東京医科大学医学総合研究所未来医療研究センター実験病理学部門の中村卓郎特任教授は、京都大学大学院工学研究科横川隆司教授、S. Chuaychob特定研究員(現:京大エネルギー理工学研究所特定助教)、公益財団法人がん研究会がん研究所がんエピゲノムプロジェクト田中美和主任研究員らとの共同研究で、胞巣状軟部肉腫(alveolar soft part sarcoma, ASPS)を模倣したASPS-on-a-Chipを開発し、腫瘍形成時に血管新生を誘導する血管新生因子が輸送される仕組みを生体外で再現することに成功しました。
ASPSは希少がんである軟部肉腫の一つで、AYA世代(思春期・若年成人)に好発します。腫瘍の増殖は緩やかですが、血管形成が盛んなことから全身に転移する傾向が強く、予後不良な疾患です。ASPSの標的遺伝子には血管形成因子自体と、それらを運ぶ細胞内輸送促進因子が含まれ、ASPSにおける独特な血管構造の原因となっていることがわかっています(M. Tanaka et al., Nat Commun, 2023)。
今回、腫瘍細胞、周皮細胞、および血管内皮細胞からなる共培養系により、血管が豊富なASPS-on-a-Chipを作製して腫瘍微小環境を模倣しました。これにより、機能的および形態的に生体内のASPSを模倣し血管網の透過性が上昇すること、および細胞内輸送促進因子であるRab27aとSytl2が血管新生を誘導することを実証しました。
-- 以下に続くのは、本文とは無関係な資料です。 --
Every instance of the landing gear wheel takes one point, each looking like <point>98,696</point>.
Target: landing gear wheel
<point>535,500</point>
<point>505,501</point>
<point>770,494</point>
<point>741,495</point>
今後、輸送促進因子機能を抑える全く新しい治療方法の開発にもつながる成果と期待されます。
本研究成果は2024年3月22日(米国東部時間)に国際学術誌「Proceedings of the National Academy of Sciences (PNAS)」(米国科学アカデミー紀要)のオンライン版に掲載されます。
【本研究のポイント】
- 生体模倣システム(Microphysiological systems (MPS))内に、ASPS腫瘍細胞からの血管新生因子により血管内皮細胞と周皮細胞からなる、血管が豊富な腫瘍微小環境であるASPS-on-a-Chipを開発した。
- ASPSの原因融合遺伝子ASPSCR1-TFE3 (AT3)の存在により血管新生がより誘導され血管領域が拡大すること、腫瘍に血管が貫入すること、血管壁の透過性が高くなることが明らかとなり、腫瘍における血管の機能が健常状態とは異なることがわかった。
- 細胞内輸送促進因子Rab27aとSytl2をノックアウトすることで血管新生が抑制されること、またそれらが輸送する血管新生因子PdgfbとGpnmbがマウスモデルと同様にASPS-on-a-Chipにおいて高く発現することで血管新生が促進されることがわかった。